Breeder reactors can create more fuel, but even without these, there is a substantial amount of uranium that this is a non-issue. By the same token, solar is also non-renewable since it requires real resources mined from the earth which are in finite supply and solar panels are not 100% recyclable (and especially not the batteries required to make solar reliable). In this sense, nothing is renewable -- even hydro will run out eventually when the earth cools and plate tectonics comes to an end.
Anyway, nuclear is never included in the "renewable" bucket, because the fuel has to be harvested and doesn't renew on a human timescale. Nuclear is green, because its net emissions are almost zero.
OTOH burning wood is renewable, but not green, and also not sustainable. So nothing inherently good about being renewable.
It's pointless to have a practical classification to then come with "technically..." and some weird and unpractical reason.
> Anyway, nuclear is never included in the "renewable" bucket, because the fuel has to be harvested and doesn't renew on a human timescale.
You can make the case that it does - if you count uranium in seawater. Theres enough dissolved there now to fuel all the reactors on earth for 60,000 years. Geological processes continually replenish the dissolved uranium.
Yes, and you can argue that coal and oil are currently being created... very slowly... from dead trees and what not. So renewable vs non-renewable doesn't make any sense anymore.
Lets make another name: "energy which source can get replenished in less than 100 years (a life time), as wood, or less, as solar, wind, waves, and can be practically harvested with current methods i.e. not fussion or matter dissolved in the sea". That's the whole phrase you should use from now on instead of "renewable".
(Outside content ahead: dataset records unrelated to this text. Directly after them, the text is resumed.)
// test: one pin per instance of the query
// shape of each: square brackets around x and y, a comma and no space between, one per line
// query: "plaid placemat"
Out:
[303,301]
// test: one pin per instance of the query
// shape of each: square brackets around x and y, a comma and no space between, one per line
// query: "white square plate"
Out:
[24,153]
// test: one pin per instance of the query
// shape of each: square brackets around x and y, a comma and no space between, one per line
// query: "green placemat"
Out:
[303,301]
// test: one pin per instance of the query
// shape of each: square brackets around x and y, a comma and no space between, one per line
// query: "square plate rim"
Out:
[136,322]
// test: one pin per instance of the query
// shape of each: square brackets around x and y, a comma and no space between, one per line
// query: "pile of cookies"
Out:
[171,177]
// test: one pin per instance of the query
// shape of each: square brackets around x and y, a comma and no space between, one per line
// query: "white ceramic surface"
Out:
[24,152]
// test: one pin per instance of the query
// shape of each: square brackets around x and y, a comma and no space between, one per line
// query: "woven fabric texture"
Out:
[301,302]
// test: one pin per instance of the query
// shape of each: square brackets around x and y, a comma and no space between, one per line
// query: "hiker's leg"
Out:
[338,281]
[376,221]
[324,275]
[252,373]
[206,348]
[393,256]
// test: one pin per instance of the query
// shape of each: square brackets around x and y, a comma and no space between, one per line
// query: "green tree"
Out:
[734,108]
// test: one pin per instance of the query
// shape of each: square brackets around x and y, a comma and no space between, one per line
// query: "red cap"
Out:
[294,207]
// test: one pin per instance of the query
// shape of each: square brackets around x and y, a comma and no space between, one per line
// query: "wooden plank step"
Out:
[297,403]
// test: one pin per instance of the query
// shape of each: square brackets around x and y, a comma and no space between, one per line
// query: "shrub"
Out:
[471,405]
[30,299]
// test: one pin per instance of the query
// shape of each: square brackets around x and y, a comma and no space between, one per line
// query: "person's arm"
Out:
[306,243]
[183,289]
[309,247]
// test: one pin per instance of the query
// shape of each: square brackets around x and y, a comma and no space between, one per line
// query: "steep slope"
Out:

Solar isn't something that can ever be replenished. There's a fixed quantity of fuel in the sun. Once it burns out, it's gone. That provides the input energy into the process for solar, wind and wood.
With breeder reactors the uranium in seawater would last us 15 million years at current nuclear power consumption levels. If that's not renewable...
I though it was already clear that we were talking human scale. And you still talk about 4,500 million years as non-renewable, but 15 million years (plus 100% magic ocean harvesting) as renewable. At no point anybody said "infinitely renewable", and you arguing it makes that a strawman argument.
Renewable is defined, like it or not, as a source that replenishes in a finite human scale (roughly, 50-100 years). Sun, waves, hydraulics and wind "replenish" everyday. Wood takes about 30 years. If you find yourself saying things like "15 millions years" or "60,000" years, it's not renewable.
> solar panels are not 100% recyclable (and especially not the batteries required to make solar reliable)
While I can believe that we don’t have a current recycling chain set up for these, I absolutely do not believe that they are genuinely non-recyclable.
We make both of these out of a variety of literal rocks, extracting trace elements and purifying them greatly in the process of manufacture. Even in the worst case, it’s easier to start from the end products than from rocks.